バイブレーティングスクリーン
バイブレーティングスクリーンは、振動力を利用して粒子群を目開きの異なるスクリーン面で連続的にふるい分ける産業用機械である。鉱山・砕石・金属リサイクルから化学・食品・土木資材まで幅広い分野で、粒度分級、除塵、整粒、脱水などの単位操作を担う。振動により粒子層が再配列(ストラティフィケーション)し、微粒が下層へ移動して目開きを通過するため、高いスループットと安定した分級効率を両立できる。駆動源は偏心軸や偏心ウェイト付きモータ、あるいは専用エキサイタであり、振幅(ストローク)と周波数の組合せ、ならびにデッキ傾斜角の最適化が要点である。
原理と振動方式
バイブレーティングスクリーンの振動は主に円形、直線、楕円の3方式に大別される。円形は1本の偏心軸で円運動を与え、粗粒・厚層の予備選別に強い。直線は2基モータの逆回転で合成直線振動を生成し、搬送性と分級精度のバランスに優れる。楕円は円・直線の中庸で、難処理物の目詰まり抑制と歩留まり向上を狙う。一般に周波数はおおむね10–25Hz、ストロークは2–8mmの範囲が多く、デッキ傾斜は0–25°で用途に応じて設定される。高周波用途では周波数を上げて微小振幅とし、微細粒のウェットスクリーニングや脱水に適用する。
主要構成要素
- 励振系:偏心軸、エキサイタ、偏心ウェイト付きモータなど。適切なバランスと剛性が必要である。
- 支持系:コイルスプリングやゴム防振体が機枠を支持し、基礎への振動伝達を低減する。
- スクリーンデッキ:ワイヤ、パンチング、ポリウレタン、ゴムなどの媒体で構成し、目開き・開口率・耐摩耗性を最適化する。
- フレーム・側板:高サイクル疲労に耐える溶接・リベット・ボルト締結構造を採る。締結部のボルト管理は重要である。
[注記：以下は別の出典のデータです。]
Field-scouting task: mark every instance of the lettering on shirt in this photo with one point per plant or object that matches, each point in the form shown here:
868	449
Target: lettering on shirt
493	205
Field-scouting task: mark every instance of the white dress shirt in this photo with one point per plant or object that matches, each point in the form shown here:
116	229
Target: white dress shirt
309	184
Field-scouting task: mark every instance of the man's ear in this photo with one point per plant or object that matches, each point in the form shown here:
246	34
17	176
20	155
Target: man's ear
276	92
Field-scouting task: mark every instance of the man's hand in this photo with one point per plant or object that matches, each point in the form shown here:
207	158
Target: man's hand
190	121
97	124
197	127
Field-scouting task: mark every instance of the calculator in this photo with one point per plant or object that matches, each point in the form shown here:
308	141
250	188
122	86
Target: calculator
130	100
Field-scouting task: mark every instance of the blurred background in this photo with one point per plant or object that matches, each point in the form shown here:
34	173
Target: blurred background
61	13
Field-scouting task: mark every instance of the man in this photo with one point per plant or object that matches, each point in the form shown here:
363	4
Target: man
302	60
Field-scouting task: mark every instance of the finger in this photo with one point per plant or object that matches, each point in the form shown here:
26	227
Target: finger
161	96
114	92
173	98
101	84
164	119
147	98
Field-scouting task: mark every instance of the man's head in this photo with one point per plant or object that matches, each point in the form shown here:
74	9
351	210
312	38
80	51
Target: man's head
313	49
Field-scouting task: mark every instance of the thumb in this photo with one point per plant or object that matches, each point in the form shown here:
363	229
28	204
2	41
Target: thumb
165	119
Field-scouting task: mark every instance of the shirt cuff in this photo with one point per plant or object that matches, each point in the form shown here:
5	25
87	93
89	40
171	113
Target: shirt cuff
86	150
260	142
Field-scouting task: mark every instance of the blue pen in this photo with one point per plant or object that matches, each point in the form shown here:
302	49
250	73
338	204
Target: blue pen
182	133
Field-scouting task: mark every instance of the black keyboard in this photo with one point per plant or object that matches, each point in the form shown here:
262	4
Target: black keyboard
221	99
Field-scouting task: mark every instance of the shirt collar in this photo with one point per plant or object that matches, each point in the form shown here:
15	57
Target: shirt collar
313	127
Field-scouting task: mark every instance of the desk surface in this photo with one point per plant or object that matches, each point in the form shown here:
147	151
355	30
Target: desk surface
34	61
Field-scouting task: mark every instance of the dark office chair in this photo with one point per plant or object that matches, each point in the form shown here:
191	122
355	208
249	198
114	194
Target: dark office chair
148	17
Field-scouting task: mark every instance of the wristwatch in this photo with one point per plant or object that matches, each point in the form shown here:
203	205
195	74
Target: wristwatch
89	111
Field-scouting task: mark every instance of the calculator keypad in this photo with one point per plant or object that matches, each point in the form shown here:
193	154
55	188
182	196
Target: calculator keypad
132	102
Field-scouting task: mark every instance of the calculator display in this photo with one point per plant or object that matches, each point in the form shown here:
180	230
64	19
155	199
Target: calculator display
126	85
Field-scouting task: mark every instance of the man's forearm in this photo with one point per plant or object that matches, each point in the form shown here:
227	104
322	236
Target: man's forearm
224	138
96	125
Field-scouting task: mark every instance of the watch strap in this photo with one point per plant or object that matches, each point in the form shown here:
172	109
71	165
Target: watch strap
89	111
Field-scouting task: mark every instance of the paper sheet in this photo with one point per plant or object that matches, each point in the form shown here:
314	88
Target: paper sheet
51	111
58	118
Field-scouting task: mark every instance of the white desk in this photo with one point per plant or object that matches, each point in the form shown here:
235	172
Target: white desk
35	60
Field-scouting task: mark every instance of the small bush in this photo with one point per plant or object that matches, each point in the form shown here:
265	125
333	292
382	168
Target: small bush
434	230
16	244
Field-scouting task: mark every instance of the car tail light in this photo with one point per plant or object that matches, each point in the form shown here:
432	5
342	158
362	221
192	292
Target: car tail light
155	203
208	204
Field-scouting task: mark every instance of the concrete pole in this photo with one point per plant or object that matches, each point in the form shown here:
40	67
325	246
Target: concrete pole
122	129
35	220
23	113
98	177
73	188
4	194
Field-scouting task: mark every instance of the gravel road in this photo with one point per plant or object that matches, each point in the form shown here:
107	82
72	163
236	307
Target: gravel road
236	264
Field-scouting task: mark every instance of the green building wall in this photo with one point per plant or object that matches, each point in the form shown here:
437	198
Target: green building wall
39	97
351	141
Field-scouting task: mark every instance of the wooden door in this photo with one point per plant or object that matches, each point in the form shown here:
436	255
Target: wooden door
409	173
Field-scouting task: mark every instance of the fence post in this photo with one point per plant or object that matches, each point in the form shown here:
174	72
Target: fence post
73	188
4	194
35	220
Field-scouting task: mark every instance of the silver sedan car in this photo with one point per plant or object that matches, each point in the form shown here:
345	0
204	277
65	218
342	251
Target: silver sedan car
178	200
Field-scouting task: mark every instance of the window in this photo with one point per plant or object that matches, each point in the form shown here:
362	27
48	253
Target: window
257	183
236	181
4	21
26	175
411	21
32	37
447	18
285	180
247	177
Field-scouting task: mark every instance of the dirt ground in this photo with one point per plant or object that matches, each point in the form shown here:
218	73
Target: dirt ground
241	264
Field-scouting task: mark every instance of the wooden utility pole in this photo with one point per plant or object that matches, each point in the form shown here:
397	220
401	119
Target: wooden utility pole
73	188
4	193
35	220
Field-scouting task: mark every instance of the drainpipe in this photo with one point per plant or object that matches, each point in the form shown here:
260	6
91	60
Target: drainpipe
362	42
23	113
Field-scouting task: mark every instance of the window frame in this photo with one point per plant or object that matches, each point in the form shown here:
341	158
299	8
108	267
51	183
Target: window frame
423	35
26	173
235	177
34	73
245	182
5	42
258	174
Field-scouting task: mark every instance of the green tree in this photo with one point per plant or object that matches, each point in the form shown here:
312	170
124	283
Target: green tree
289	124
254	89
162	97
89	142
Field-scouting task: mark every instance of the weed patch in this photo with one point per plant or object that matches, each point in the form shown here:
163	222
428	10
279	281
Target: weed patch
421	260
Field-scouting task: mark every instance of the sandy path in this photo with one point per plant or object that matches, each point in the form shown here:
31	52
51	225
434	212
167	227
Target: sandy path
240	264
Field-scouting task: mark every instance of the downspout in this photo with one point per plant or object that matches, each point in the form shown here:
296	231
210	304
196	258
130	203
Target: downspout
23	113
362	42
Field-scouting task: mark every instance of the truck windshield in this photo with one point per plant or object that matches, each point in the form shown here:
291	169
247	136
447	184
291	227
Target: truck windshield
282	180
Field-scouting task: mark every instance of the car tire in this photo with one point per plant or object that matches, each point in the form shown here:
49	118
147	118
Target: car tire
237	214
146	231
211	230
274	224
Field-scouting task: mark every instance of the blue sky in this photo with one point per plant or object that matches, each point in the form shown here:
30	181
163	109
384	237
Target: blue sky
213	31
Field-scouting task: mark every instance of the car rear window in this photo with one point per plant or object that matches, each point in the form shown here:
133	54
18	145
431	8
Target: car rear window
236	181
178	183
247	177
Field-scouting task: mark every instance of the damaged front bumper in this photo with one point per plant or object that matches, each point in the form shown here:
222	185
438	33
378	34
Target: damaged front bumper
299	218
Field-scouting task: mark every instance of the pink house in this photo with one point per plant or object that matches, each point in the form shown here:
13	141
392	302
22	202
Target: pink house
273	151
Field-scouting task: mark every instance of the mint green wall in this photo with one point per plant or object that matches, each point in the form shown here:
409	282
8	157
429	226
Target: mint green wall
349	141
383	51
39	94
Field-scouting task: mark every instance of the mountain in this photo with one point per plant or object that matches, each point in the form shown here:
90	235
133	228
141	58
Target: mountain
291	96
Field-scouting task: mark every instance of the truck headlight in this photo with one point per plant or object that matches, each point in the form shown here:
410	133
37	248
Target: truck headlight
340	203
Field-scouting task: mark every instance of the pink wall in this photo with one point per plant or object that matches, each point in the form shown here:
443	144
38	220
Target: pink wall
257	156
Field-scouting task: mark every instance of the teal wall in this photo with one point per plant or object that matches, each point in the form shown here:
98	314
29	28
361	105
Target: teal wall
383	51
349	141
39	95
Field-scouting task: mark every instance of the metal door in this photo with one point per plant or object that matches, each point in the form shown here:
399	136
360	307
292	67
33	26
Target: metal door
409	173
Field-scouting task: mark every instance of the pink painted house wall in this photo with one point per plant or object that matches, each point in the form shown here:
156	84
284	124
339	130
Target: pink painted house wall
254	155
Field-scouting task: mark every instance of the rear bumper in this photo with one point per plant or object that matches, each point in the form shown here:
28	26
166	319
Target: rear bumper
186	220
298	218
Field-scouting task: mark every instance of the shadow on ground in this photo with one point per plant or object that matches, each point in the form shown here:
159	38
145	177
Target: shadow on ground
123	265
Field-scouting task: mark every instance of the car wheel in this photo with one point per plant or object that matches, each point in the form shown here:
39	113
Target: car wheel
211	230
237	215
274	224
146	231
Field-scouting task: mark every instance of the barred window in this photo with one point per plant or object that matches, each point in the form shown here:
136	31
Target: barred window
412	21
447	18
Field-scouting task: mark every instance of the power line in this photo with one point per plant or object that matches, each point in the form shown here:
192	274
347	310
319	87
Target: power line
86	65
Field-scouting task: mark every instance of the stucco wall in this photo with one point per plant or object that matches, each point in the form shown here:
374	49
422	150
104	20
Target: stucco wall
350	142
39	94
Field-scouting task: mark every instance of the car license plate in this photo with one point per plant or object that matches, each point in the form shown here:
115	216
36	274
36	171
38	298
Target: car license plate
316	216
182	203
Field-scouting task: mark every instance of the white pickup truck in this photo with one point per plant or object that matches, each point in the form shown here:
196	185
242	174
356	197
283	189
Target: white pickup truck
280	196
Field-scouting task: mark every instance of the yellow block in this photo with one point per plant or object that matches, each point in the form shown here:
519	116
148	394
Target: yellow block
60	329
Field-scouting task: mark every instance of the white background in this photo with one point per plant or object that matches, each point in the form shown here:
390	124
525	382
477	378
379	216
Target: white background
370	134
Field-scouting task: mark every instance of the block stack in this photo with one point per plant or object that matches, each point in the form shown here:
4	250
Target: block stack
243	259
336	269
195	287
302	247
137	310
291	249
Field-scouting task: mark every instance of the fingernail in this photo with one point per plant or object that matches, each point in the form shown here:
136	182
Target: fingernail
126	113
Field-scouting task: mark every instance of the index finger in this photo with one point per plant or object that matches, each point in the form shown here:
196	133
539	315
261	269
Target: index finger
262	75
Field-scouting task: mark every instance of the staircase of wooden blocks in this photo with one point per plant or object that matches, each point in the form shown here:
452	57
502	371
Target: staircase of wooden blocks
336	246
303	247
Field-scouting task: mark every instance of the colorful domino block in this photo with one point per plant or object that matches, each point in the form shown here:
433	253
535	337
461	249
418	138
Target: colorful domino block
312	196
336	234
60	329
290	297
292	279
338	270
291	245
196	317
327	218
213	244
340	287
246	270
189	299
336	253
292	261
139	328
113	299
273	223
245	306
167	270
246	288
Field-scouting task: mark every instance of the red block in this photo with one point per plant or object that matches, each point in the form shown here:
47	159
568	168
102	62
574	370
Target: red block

- 付帯:フィードチュート、吐出シュート、散水管(ウェット用)、防塵カバーなど。
スクリーン媒体と目開き
媒体選定は処理鉱種、粒度分布、含水率、許容摩耗、必要開口率で決まる。金網は軽量で開口率が高いが摩耗に弱い。ポリウレタンやゴムは耐摩耗・耐衝撃に優れ、ブラインディング(微粒の付着による閉塞)を抑えやすい。自己洗浄タイプ(金網のウェーブ形状やスロット可変構造)や防球装置でペギング(棒状粒の刺さり)を低減できる。ウェットスクリーニングでは散水により粒子間凝集を解き、微粒の通過を促進する。
型式と用途
- 円形振動型:一次破砕後の粗い整粒やスカルピングに有効。
- 直線振動型:多段デッキでの精密分級や中間製品の品質管理に適する。
- 楕円振動型:難処理材や高含水原料で安定性を確保しやすい。
- グリズリスクリーン:棒状デッキで土砂・粘土塊を先行除去する重荷重用途。
- バナナ型:多段傾斜で層厚を徐々に薄くし、高能力と効率の両立を狙う。
- 高周波スクリーン/脱水スクリーン:微細分級や脱水・脱泥に特化する。
選定パラメータと能力設計
処理量は概ねデッキ幅と有効開口率、搬送速度(周波数×ストローク×傾斜)に比例する。一般指標として、ベッド厚が目開きの3–5倍を超えると分級効率が低下しやすく、過負荷は通過率の急減とブラインディングを誘発する。給鉱の粒度上限、含水率、粒形、バルク密度、比重差、粒子間の付着性は能力と効率に大きく影響するため、テストスクリーニングで最適条件を同定するのが実務的である。デッキ長は滞留時間を与え、幅は処理量の上限を規定する。
運転・プロセス統合
バイブレーティングスクリーンはジョークラッシャ、コーンクラッシャ、インパクトクラッシャなどの破砕機と閉回路を構成して目標粒度の再循環率を制御する。粉塵対策として負圧フードと集塵を併用し、ウェット運転ではスラリー濃度と散水位置を調整する。脱水用途では勾配を小さくして滞留を稼ぎ、微小振幅・高周波数でケーキ搬送と水切りを両立させる。
保守・点検の勘所
- 媒体テンション:適切な張力は開口保持と寿命に直結する。テンションバーとクランプを定期点検する。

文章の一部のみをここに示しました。